If Northern Districts sign off their prolonged stay in Raipur with a fifth consecutive victory, against Hobart Hurricanes, they will boost their chances of making it to the knock-outs. Since 2011, when the qualifying stage was introduced to the Champions League T20, no team starting in the qualifiers has won the tournament. Sodhi said Knights were not too worried about that trend.
"It's too early to think about it. All that we are thinking is to keep delivering the way we have been and the results will follow," he said. "We have a protocol of not thinking too much about the future."
In the last year, Sodhi has played eight Tests and two T20Is for New Zealand but has not yet cemented his place in the team and his bowling average of 47 in first-class cricket and 46 in Tests has come under scrutiny. The India-born spinner, however, said he was not bothered too much by criticism against him.
"I think criticism is always going to be there. It's not been that difficult to deal with and I don't start to lose my sleep over it," Sodhi said. "Hopefully I can continue and keep doing the things that I am and improve my stats. What matters more is what my team-mates think in the nets, more than anything else.
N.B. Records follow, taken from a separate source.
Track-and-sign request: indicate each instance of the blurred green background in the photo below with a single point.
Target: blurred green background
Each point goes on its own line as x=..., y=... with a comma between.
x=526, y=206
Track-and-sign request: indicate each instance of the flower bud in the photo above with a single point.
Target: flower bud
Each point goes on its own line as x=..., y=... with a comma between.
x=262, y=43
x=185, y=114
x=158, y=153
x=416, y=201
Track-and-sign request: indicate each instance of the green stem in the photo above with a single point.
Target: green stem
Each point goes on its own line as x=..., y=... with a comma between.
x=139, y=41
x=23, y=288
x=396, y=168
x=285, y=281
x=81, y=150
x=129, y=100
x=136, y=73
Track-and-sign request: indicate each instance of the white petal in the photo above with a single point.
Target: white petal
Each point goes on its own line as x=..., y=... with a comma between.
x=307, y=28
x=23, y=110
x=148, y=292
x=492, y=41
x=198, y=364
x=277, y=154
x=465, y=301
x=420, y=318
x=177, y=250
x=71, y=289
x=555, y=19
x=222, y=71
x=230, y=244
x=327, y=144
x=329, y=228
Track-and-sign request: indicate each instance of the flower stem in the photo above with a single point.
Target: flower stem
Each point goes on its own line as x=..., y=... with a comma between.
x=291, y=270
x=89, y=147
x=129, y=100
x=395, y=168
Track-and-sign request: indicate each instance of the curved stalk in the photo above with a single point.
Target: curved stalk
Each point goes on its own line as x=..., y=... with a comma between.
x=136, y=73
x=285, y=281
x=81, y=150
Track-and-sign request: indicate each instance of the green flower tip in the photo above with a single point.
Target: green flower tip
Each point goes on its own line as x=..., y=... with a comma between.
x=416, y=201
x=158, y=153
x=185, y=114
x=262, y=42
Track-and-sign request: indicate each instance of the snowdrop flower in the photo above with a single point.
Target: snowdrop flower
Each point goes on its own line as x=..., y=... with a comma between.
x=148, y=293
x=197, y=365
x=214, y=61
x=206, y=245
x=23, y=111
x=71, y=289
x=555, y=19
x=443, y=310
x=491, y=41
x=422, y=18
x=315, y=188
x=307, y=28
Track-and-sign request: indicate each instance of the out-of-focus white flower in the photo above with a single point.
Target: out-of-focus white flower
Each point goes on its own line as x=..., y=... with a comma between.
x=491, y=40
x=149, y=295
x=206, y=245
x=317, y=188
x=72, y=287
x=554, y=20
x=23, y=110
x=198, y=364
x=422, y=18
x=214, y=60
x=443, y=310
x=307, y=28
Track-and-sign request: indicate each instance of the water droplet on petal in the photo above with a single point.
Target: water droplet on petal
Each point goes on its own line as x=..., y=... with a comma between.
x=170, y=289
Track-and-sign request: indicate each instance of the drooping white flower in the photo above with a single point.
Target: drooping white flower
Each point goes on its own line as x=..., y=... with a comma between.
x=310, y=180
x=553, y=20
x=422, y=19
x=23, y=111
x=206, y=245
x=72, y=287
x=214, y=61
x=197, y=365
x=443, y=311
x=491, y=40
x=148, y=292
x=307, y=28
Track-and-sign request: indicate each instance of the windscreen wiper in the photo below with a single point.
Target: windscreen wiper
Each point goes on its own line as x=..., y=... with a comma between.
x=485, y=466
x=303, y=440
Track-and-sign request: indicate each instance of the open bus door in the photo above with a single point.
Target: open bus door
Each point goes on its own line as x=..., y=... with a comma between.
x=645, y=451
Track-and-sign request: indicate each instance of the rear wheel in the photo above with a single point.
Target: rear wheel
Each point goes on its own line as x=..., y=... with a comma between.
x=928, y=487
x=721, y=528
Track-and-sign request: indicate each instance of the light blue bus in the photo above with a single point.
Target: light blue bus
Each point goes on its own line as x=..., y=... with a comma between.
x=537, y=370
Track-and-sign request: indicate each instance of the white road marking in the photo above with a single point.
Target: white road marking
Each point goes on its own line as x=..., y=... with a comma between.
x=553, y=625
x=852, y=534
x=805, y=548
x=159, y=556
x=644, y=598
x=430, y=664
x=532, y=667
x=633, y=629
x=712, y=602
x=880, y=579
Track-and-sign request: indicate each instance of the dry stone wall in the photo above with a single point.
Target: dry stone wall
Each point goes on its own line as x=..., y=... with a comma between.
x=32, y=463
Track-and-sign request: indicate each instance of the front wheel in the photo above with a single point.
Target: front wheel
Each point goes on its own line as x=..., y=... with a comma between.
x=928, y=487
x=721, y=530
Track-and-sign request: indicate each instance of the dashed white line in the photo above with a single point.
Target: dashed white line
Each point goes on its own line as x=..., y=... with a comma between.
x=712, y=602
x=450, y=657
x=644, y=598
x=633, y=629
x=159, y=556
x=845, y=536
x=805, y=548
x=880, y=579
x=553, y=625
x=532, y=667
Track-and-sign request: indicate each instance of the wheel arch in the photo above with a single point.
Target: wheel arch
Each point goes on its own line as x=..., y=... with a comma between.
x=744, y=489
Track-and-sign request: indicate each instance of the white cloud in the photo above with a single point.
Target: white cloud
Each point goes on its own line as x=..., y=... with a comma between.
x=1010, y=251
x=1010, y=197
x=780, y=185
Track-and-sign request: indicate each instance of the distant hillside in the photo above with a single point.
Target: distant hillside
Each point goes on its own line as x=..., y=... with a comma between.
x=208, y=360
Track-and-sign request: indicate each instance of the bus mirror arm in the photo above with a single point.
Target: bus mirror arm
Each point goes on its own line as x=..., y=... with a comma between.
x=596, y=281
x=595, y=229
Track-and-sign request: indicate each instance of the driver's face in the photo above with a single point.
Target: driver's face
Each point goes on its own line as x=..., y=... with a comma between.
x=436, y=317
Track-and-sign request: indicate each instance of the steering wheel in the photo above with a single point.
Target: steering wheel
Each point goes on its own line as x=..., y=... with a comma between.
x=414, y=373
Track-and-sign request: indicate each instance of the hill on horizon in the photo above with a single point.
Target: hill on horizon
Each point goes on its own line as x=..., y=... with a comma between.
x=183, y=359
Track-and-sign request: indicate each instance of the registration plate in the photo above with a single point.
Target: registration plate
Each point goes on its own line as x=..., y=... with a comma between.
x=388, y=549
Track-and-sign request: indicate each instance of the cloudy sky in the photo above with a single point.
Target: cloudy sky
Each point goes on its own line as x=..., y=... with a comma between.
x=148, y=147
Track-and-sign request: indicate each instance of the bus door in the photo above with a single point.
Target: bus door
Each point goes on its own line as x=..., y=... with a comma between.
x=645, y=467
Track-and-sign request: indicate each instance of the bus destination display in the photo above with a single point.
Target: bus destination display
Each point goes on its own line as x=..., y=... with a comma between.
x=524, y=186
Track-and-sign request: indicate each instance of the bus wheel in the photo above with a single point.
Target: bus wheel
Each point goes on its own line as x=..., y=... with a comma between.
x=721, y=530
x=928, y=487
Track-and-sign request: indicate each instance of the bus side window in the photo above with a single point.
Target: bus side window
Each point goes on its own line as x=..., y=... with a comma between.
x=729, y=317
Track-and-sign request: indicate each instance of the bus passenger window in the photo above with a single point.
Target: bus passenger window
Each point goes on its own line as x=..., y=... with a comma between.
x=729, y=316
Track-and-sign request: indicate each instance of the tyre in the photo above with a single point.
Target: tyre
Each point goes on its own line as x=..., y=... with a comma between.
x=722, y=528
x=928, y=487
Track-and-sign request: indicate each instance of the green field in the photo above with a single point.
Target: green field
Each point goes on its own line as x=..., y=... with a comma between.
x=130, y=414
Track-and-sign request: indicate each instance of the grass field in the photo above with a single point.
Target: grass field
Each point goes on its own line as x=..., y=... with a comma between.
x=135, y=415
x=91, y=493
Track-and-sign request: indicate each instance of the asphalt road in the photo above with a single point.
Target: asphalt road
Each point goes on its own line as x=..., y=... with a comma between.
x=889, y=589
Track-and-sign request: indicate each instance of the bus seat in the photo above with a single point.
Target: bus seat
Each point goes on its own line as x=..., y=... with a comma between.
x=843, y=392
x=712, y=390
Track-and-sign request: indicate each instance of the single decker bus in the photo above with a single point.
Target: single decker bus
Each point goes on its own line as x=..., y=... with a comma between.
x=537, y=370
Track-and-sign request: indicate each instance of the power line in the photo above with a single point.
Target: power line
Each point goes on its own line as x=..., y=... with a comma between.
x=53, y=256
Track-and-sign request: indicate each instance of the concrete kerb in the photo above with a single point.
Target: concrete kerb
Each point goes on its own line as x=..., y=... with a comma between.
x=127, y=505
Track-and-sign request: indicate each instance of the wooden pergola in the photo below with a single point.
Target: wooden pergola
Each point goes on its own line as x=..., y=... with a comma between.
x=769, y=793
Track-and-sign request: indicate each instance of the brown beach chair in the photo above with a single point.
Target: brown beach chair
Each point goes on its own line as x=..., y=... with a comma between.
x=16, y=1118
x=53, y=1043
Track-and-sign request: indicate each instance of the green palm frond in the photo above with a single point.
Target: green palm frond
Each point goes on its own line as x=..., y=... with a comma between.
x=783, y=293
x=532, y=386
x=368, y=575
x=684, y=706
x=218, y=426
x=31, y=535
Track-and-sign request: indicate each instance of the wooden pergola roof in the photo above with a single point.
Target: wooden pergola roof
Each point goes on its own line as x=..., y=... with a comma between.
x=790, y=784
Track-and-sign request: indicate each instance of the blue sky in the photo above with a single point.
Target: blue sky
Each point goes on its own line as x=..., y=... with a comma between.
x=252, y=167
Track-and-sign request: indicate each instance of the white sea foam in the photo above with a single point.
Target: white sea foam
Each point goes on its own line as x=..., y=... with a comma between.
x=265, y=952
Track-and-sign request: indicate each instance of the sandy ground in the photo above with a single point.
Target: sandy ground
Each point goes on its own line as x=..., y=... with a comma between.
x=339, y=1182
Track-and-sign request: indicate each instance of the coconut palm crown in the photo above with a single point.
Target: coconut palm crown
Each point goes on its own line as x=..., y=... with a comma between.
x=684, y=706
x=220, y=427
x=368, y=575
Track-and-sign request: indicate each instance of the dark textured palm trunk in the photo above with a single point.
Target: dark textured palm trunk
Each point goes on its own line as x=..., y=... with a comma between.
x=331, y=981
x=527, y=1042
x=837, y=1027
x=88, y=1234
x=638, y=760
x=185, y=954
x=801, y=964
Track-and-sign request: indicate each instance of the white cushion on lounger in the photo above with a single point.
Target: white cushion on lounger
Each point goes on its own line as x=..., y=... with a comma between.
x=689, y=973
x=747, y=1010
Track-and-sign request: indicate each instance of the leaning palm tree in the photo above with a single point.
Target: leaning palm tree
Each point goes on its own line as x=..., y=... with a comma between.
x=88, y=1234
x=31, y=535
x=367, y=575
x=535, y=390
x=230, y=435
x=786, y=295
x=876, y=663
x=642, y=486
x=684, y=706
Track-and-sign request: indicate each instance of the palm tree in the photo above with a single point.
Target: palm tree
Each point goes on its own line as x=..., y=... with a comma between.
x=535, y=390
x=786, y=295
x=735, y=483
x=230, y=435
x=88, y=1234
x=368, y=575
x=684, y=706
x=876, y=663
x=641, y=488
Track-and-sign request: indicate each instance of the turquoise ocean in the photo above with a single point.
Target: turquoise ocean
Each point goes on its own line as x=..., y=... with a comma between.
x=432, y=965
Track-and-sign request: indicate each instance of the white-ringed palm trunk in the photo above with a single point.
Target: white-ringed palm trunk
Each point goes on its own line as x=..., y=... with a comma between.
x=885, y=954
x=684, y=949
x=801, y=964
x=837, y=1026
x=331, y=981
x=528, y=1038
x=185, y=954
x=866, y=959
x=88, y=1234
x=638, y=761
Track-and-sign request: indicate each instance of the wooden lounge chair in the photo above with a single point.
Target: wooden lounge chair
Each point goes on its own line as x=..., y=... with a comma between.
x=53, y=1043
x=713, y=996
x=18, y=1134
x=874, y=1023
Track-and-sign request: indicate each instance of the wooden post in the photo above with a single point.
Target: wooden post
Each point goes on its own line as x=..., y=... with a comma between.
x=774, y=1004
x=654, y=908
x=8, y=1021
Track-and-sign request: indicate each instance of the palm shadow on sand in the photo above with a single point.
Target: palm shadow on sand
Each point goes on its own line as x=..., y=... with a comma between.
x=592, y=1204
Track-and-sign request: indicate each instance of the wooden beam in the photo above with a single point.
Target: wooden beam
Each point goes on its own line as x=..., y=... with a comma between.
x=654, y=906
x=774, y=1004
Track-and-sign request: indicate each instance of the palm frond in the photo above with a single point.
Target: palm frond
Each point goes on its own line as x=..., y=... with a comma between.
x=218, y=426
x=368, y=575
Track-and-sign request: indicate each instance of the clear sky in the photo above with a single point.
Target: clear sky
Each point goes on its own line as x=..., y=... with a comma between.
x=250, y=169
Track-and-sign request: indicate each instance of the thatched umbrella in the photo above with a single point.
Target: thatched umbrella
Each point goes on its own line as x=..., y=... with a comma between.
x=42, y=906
That [criticism] doesn't really bother me."
Sodhi admitted he is still a long way from becoming a "finished product" as a bowler and cricketer and hoped he could accomplish that goal over the next few years.
"Being a part of three Test series victories, winning the Twenty20 competition with my domestic team and now being here for the Champions League has surely helped me start understanding my game a little bit better each day," he said. "I am looking forward to keep improving and I hope I can be a finished product as a bowler and as a cricketer. It will not come for another few years."